11:50 a.m.: The tally for votes cast in Precinct 7 hits an even 1,000.
Precinct 9: Police Athletic League
12:01 p.m.: Precinct Warden Phyllis Day says turnout so far is among the highest she's seen in her 10 years of working at the polling place.
"It's definitely one of the busiest, if not the busiest," she says. "First thing in the morning, we were busy."
People were already waiting to vote when polls opened at 7 a.m., Day says. Those early birds were processed quickly and efficiently, and the P.A.L. has seen a steady stream of voters since. Day expects the crowds to continue well into the afternoon and evening, and also expects her staff of volunteers to continue moving voters through efficiently.
The large turnout is a good sign, Day says, and isn't due solely to the presidential election.
"Both parties have done their work in getting people out to vote. This is what it's all about."
12:10 p.m.: Precinct 9's ballot count stands at 934.
12:12 p.m.: Joe Kelley exits the building having just cast his ballot, and happy to have taken the time off work to do so.
"I think it's going to be a close race," Kelley says. "It's all going to boil down to the turnout."
12:15 p.m.: Karen Ashley has also taken time away from work to vote. She feels passionately about the importance of this year's election.
"We're going to go forward, or we can go back 100 years, depending on how it goes," she says.
A CNA, Ashley is especially concerned with Question 2, which would allow the prescription of life-ending medication, but would not require a physician to be present when they were administered.
"It needs to be more thought out," she says. "I believe in dying with dignity, but it should be more than a handful of pills."

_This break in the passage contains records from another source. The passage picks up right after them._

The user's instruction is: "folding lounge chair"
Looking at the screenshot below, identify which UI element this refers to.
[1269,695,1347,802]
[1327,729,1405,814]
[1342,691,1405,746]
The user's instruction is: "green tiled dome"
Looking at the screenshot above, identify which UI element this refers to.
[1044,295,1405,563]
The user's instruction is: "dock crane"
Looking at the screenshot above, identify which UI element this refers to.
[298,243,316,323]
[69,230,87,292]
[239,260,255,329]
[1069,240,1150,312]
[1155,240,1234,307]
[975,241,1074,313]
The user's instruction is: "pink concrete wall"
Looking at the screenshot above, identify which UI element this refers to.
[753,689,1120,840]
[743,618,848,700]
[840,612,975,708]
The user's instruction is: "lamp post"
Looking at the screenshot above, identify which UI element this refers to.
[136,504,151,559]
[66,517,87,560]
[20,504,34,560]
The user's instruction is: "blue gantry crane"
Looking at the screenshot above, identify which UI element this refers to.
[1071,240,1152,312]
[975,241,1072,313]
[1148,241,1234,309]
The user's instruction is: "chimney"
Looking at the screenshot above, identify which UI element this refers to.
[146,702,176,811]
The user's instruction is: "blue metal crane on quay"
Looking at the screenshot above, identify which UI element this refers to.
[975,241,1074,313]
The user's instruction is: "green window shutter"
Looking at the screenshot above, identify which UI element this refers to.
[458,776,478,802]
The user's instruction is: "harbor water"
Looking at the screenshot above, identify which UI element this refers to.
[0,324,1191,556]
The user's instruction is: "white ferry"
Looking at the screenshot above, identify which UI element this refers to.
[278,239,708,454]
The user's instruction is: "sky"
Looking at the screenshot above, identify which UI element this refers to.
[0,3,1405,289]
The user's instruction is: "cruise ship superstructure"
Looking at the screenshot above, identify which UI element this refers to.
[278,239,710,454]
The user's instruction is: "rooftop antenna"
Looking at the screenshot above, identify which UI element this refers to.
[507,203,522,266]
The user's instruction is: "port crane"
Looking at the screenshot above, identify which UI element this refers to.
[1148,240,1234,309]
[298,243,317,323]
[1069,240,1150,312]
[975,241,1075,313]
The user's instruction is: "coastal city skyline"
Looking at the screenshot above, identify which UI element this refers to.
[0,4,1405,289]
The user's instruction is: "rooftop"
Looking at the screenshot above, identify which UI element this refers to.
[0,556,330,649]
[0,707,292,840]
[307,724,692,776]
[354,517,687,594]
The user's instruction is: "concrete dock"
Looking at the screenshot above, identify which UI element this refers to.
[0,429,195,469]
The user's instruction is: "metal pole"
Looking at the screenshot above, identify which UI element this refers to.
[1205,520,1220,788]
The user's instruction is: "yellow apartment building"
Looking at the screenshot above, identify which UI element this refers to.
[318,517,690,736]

Precinct 6: Morse Pond School
12:35 p.m.: Andrew Putnam, 22-year-old candidate for the Assembly of Delegates, is stationed at the mouth of the parking lot, aiding his own cause with a large sign. Putnam is making the rounds all day, moving from precinct to precinct. He also has supporters stationed at varous polling places; in this case, his sister, who is vigorously waving a sign just across the way.
"All I know is, it's a lot of positive feedback, very little negative feedback," Putnam says of his camapign thus far. "I feel confident. I feel like we're going to win this today."
12:42 p.m.: Not far from Putnam, John J. Ford waves a placard boosting Scott Brown and Thomas Keyes.
"I'm tired of what's been going on," Ford says. "and I think this is a way out of the mess that a lot of us are suffering from."
Of particular importance to Ford is the economy. "I think it's a very important cog in the wheel that's been driving on a flat tire. The Democratic side has shown me nothing but verbiage. The Repiblican side stands for action."
Ford has been spotted waving his sign all over the Upper Cape in the last few weeks. He says it's important for supporters to show their commitment to any voters who may still be undecided, rather than relying on campaign signs alone.
"I think people just drive by the signs. But when they see a human being out there, it stands for commitment."
12:55 p.m.: Just over 1,300 votes have been cast in Precinct 6.